The defendants urge affirmatively that plaintiff is guilty of laches. We think that this is glaringly apparent. For some twelve years it has operated under its original certificate. It was not until after the final denial of April 20, 1953 by the full Commission of its 'follow the traffic' application that it questioned the validity of the initial procedure. Conceivably there might be some cogent reason which would justify that sort of conduct, but plaintiff advances no such reason. Its entire defense to the charge of laches consists of the statement that 'having brought its 'grandfather' application to conclusion without advice of counsel, having failed until 1953 to enlist the aid of counsel for the purpose of inquiring into its rights under the 'grandfather' clause of Section 206(a), and being until then ignorant of the extent of its rights under that section, (it) can hardly be charged in an equitable action with laches.
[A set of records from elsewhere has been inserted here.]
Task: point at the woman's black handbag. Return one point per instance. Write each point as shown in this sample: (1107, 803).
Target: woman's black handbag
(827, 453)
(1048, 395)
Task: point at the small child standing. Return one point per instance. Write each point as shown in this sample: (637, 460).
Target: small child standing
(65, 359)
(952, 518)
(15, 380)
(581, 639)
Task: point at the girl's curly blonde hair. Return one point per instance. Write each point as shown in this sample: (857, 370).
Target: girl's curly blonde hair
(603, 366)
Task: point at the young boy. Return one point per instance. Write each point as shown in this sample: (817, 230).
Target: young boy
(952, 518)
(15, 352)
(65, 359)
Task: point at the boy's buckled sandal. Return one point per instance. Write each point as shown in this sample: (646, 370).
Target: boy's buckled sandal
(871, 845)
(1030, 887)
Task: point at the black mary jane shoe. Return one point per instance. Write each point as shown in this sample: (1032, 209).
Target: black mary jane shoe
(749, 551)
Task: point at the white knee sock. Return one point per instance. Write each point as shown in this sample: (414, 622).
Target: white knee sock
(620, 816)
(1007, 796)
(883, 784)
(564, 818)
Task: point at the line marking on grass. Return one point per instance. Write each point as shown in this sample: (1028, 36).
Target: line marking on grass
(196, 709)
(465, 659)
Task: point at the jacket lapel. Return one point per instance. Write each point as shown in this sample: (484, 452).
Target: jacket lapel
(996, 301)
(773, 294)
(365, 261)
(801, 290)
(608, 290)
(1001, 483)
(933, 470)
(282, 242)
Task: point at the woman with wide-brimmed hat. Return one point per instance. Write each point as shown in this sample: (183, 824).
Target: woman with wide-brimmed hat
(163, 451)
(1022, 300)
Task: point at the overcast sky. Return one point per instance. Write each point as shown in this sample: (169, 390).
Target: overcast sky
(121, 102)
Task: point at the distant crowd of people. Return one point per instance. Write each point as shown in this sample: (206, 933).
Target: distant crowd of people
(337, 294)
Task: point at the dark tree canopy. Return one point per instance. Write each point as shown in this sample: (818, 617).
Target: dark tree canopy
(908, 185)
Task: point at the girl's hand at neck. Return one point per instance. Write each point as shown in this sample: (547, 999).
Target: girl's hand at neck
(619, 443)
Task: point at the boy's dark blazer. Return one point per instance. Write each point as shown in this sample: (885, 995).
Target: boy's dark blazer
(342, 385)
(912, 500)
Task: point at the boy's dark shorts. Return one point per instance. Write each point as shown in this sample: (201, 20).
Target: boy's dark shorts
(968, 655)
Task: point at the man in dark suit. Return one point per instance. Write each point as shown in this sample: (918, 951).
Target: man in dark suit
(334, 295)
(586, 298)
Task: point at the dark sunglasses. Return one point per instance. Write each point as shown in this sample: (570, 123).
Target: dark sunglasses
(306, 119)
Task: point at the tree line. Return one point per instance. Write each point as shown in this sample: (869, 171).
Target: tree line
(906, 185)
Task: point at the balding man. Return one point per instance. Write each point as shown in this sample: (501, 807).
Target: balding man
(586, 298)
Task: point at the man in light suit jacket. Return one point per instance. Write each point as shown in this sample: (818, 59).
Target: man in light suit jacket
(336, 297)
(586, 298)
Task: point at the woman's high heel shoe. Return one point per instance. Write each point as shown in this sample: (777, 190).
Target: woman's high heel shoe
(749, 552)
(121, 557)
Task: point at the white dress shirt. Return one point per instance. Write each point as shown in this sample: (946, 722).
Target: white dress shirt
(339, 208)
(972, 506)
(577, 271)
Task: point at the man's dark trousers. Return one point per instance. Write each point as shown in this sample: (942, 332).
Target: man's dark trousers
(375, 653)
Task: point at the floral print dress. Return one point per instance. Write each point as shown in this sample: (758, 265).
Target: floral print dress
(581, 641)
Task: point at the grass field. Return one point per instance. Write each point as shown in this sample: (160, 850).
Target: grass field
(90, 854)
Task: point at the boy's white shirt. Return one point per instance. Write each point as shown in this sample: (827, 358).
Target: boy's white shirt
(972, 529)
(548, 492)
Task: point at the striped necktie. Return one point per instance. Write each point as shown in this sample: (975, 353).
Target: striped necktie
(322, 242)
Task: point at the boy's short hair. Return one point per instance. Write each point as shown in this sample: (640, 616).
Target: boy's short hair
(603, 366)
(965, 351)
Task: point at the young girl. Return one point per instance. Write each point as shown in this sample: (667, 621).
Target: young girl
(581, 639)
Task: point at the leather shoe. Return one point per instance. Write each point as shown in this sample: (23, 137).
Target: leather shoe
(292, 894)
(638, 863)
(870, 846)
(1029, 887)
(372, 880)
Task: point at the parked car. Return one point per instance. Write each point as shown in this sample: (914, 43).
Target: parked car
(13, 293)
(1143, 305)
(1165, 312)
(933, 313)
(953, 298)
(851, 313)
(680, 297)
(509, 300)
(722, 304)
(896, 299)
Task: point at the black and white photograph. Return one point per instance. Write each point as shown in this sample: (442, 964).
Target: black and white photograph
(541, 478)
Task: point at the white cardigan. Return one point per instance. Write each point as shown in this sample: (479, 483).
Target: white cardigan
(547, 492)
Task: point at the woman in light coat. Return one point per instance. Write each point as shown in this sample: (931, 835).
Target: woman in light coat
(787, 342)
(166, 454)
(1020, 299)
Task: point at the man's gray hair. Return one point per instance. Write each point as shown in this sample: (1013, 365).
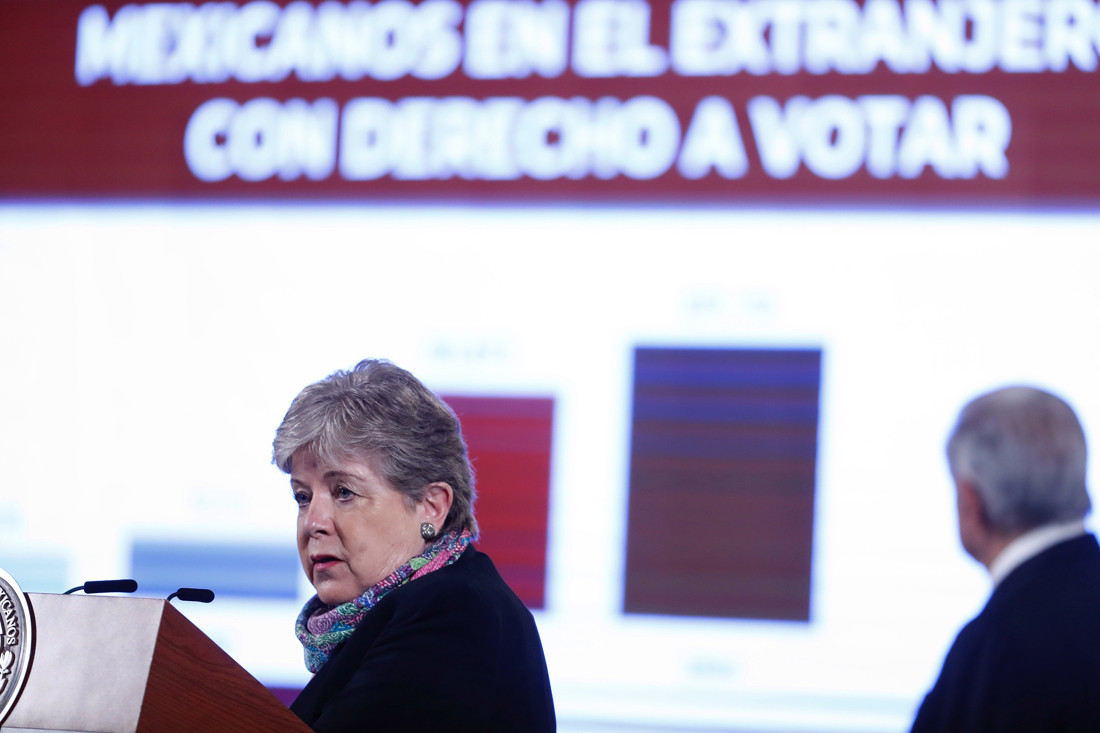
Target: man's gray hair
(1023, 450)
(382, 414)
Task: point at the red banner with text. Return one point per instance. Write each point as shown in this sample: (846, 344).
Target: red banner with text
(963, 101)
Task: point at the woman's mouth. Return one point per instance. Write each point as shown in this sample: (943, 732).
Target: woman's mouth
(323, 562)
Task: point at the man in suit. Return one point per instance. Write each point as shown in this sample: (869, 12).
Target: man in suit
(1030, 662)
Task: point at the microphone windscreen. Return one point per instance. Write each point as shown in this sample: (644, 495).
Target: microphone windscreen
(110, 587)
(196, 594)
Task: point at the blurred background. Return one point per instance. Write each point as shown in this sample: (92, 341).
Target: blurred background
(706, 282)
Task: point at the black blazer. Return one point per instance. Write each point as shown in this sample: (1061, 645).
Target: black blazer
(1030, 662)
(452, 651)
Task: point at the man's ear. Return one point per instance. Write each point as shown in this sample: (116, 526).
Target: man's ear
(969, 504)
(974, 526)
(436, 503)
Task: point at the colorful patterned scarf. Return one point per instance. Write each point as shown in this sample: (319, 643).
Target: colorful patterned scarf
(320, 627)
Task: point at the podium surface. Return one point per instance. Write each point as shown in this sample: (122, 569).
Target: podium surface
(127, 665)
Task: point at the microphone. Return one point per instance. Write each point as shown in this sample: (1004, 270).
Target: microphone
(196, 594)
(105, 587)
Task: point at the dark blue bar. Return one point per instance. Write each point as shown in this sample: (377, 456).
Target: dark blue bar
(723, 447)
(727, 409)
(254, 571)
(728, 368)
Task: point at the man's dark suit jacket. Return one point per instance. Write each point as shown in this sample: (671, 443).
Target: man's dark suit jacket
(1030, 662)
(452, 651)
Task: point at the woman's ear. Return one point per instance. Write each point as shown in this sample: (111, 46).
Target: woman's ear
(436, 503)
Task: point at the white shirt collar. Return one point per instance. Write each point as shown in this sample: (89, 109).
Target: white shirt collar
(1031, 544)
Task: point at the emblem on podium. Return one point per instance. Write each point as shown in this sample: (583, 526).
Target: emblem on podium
(15, 643)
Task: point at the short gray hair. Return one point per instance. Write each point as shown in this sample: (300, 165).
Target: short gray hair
(1023, 450)
(380, 413)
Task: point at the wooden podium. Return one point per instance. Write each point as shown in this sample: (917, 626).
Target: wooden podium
(128, 665)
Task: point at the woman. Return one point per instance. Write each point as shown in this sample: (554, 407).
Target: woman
(411, 627)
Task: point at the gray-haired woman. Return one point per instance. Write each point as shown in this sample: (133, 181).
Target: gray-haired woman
(411, 627)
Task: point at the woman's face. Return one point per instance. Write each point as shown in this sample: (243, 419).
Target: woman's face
(353, 529)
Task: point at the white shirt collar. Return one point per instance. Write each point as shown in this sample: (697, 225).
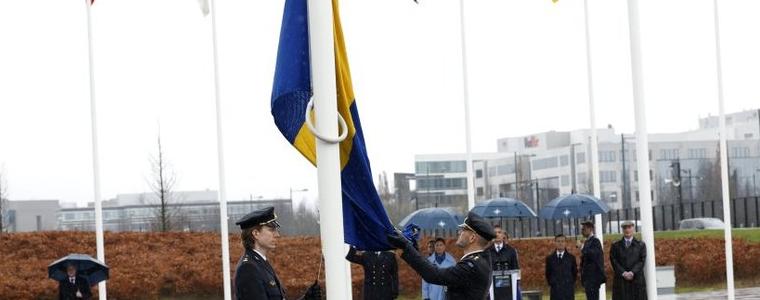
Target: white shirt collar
(260, 254)
(470, 253)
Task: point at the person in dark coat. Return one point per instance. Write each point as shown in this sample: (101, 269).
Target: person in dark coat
(502, 255)
(469, 279)
(255, 279)
(380, 273)
(592, 262)
(73, 287)
(561, 271)
(627, 257)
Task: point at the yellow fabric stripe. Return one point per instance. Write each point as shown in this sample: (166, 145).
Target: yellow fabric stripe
(344, 87)
(305, 140)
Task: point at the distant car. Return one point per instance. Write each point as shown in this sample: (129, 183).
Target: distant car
(701, 223)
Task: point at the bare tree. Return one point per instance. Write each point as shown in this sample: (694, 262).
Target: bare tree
(162, 184)
(3, 202)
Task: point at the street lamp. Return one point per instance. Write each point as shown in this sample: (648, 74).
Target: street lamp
(296, 190)
(754, 184)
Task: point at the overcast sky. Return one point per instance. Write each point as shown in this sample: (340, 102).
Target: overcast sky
(153, 65)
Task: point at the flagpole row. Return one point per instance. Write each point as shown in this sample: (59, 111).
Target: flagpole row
(642, 148)
(223, 218)
(727, 235)
(100, 248)
(595, 179)
(322, 51)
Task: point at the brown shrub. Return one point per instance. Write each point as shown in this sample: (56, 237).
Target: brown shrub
(148, 265)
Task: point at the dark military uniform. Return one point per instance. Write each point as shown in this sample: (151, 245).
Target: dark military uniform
(470, 279)
(561, 273)
(380, 273)
(504, 259)
(628, 257)
(592, 265)
(255, 279)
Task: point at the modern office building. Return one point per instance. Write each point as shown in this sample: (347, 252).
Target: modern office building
(31, 215)
(196, 215)
(539, 167)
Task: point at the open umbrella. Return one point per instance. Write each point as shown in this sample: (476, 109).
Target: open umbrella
(503, 208)
(433, 218)
(91, 269)
(573, 206)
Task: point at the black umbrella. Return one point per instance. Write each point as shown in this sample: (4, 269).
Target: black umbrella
(91, 269)
(434, 218)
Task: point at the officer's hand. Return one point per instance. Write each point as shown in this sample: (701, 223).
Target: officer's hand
(314, 292)
(398, 241)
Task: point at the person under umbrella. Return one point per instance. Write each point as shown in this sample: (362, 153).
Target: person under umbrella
(74, 286)
(468, 279)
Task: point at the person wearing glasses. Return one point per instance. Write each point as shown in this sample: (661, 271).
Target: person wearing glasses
(254, 276)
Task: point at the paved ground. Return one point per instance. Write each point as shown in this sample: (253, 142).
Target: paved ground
(744, 294)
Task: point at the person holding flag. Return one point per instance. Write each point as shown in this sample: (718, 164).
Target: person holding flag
(470, 278)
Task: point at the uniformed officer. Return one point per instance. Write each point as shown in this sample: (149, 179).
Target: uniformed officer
(470, 278)
(254, 276)
(380, 273)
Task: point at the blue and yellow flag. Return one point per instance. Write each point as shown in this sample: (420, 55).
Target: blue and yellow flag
(364, 219)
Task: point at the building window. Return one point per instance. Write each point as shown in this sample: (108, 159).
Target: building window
(740, 152)
(580, 158)
(607, 156)
(564, 160)
(505, 169)
(424, 167)
(666, 154)
(607, 176)
(697, 153)
(545, 163)
(609, 196)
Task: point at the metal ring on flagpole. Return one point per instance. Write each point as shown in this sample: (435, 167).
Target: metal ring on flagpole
(331, 140)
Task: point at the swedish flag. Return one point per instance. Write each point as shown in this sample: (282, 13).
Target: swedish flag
(364, 219)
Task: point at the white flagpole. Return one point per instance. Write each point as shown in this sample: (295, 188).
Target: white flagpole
(642, 148)
(724, 163)
(223, 218)
(467, 134)
(321, 39)
(95, 155)
(595, 180)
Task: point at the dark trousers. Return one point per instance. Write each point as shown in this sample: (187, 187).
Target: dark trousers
(592, 291)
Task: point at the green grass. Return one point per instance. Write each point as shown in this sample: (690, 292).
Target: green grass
(750, 234)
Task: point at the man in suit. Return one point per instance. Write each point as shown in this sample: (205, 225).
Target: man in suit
(503, 256)
(380, 273)
(627, 257)
(592, 262)
(561, 271)
(255, 278)
(470, 278)
(73, 287)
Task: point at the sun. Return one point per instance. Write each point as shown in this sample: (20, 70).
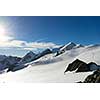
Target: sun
(4, 36)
Patterson v. Hewitt, 195 U.S. 309, 25 S. Ct. 35, 49 L. Ed. 214. There is the further fact, as found in the case just cited, that in determining the question of laches in suits in equity, not only lapse of time but detrimental change or lack of detrimental change in the position of adverse parties is material to be considered upon the question whether the suit was brought without unreasonable delay. There has been no damaging change here in the position of the principals or in the position of the protesting truck lines or railroads.'
The statement fails completely to offer any reasonable excuse for plaintiff's utter lack of diligence. It blandly ignores the possibly damaging changes of position to the defendants directly and to a large percentage of the motor vehicle common carrier industry operating under 'grandfather' certificates. All of those grants would be, at the very least, subject to attack. A chaotic condition could hardly be avoided. Nor does the Patterson decision, cited as favorable to plaintiff's position, do other than clearly show its untenability. The Court there holds that fundamentally, equitable laches depends upon the circumstances of the case. In that litigation a delay of eight years was called inexcusable. In this action the circumstances indicate unmistakably that the doctrine of laches must be applied to plaintiff's twelve year delay in filing its petition.
In view of our disposition of the complaint in this cause on the grounds above discussed there is no occasion at this time for our passing upon the defense contention that this suit is barred by the statute of limitations for civil actions against the United States. 28 U.S.C. § 2401(a).
The complaints in both actions will be dismissed.
Separate Findings of Fact and Conclusions of Law in each case will be filed with this opinion.